Saturday, March 18, 2006

Geylang 101

As tempted as I am to bitch about the bee-yoh-ches at my training school, I won't, because I'm a scaredy-cat, and also because the culture of this particular company is such that gossip travels faster than wildfire, i.e. faster than anywhere else. Bloody hell.

But the same cannot be said of my batch mates, who are the probably the most fun-loving, unassuming bunch that could congregate in a little room by virtue of little other fact than that called "Chance" (or some might term it "Fate").

In the two months or so we've been together as a class, we've taken a truck-load of photos already, but these shall be the first time some of these faces grace this here Ms Coddle's blog.

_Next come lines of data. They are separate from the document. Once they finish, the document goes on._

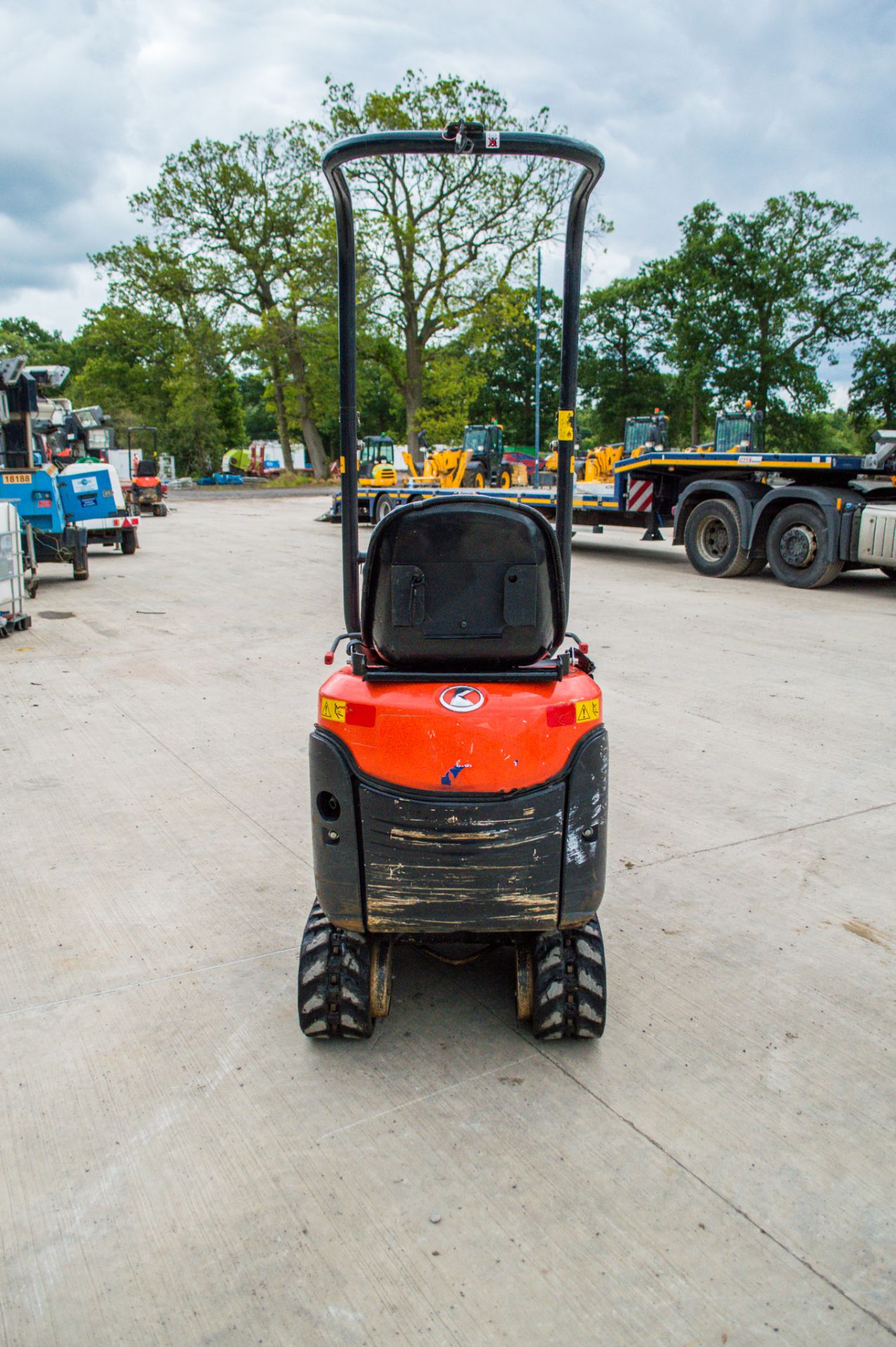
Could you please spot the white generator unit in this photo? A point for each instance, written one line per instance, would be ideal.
(13, 615)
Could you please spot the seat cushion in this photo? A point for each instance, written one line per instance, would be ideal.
(462, 584)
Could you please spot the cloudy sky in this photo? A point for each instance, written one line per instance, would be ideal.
(733, 100)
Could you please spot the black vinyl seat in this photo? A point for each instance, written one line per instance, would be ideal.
(462, 584)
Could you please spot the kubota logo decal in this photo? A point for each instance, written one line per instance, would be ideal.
(461, 698)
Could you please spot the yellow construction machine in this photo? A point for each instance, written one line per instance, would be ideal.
(441, 468)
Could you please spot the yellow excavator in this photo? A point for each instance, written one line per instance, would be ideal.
(643, 436)
(376, 461)
(441, 468)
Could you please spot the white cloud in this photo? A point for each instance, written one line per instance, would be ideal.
(688, 100)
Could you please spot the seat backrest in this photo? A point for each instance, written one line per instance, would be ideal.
(462, 584)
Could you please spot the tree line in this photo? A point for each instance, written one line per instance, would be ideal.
(220, 319)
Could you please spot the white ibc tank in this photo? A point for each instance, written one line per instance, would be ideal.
(11, 569)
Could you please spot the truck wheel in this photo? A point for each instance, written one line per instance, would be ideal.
(383, 508)
(798, 547)
(713, 540)
(570, 984)
(335, 981)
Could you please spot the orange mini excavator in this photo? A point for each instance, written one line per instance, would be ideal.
(458, 761)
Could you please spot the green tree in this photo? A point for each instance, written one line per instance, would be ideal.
(682, 300)
(442, 234)
(121, 361)
(25, 337)
(874, 389)
(502, 345)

Yesterday, at the behest of Ms Kho, we traipsed down to:



(please allow me this vanity shot.)

for some gastronomical delights.


And on a sidenote, went on a little educational tour.


But as I was informed that they were many watching them, the only picture I took of the ladies working the street was this:

In any case, it wasn't the Night Safari I was at. It was a real eye-opener, though, honestly. Previously, I'd only gone down these streets behind the safety of four doors, which is a completely different experience from physically walking down the roads and past the hourly-rated hotels. And it was a good thing that we went in a large group, because the boys were variously teased and groped at (in the balls no less), while men kept giving me and Jac especially the once-over.

At one point, because we were standing too long at the end of a street waiting for some of the boys to withdraw cash (there was a long queue caused by the uncles who were buying services that came on a cash-only basis), an old bespectacled peh peh even came up to me. Despite wearing a white polo tee and bank pants, funeral-style, and in the midst of tying my hair auntie-style, I was approached. I didn't hear very much of what he had to say however - I simply dived straight into the semi-circular safety zone formed by two of my batch boys who were standing nearby.

Don't get me wrong though, people. I wasn't there to pass judgements at the people who drive the trade, whether on the demand or supply side. I was just there to sample a sociological phenomenon that I would not otherwise get to see in my daily life. As sleazy the feelings you get from being there, I can't help but feel that such deviation from our otherwise squeaky-clean image just makes things more real. It is easy to go home to our comfy lives and think that that is all there is to life, period. But we are not a homogeneous society. These people have their reasons for being there and doing what they do, and whatever those reasons are, it is not for me to put a value on.

I was just there to get an education.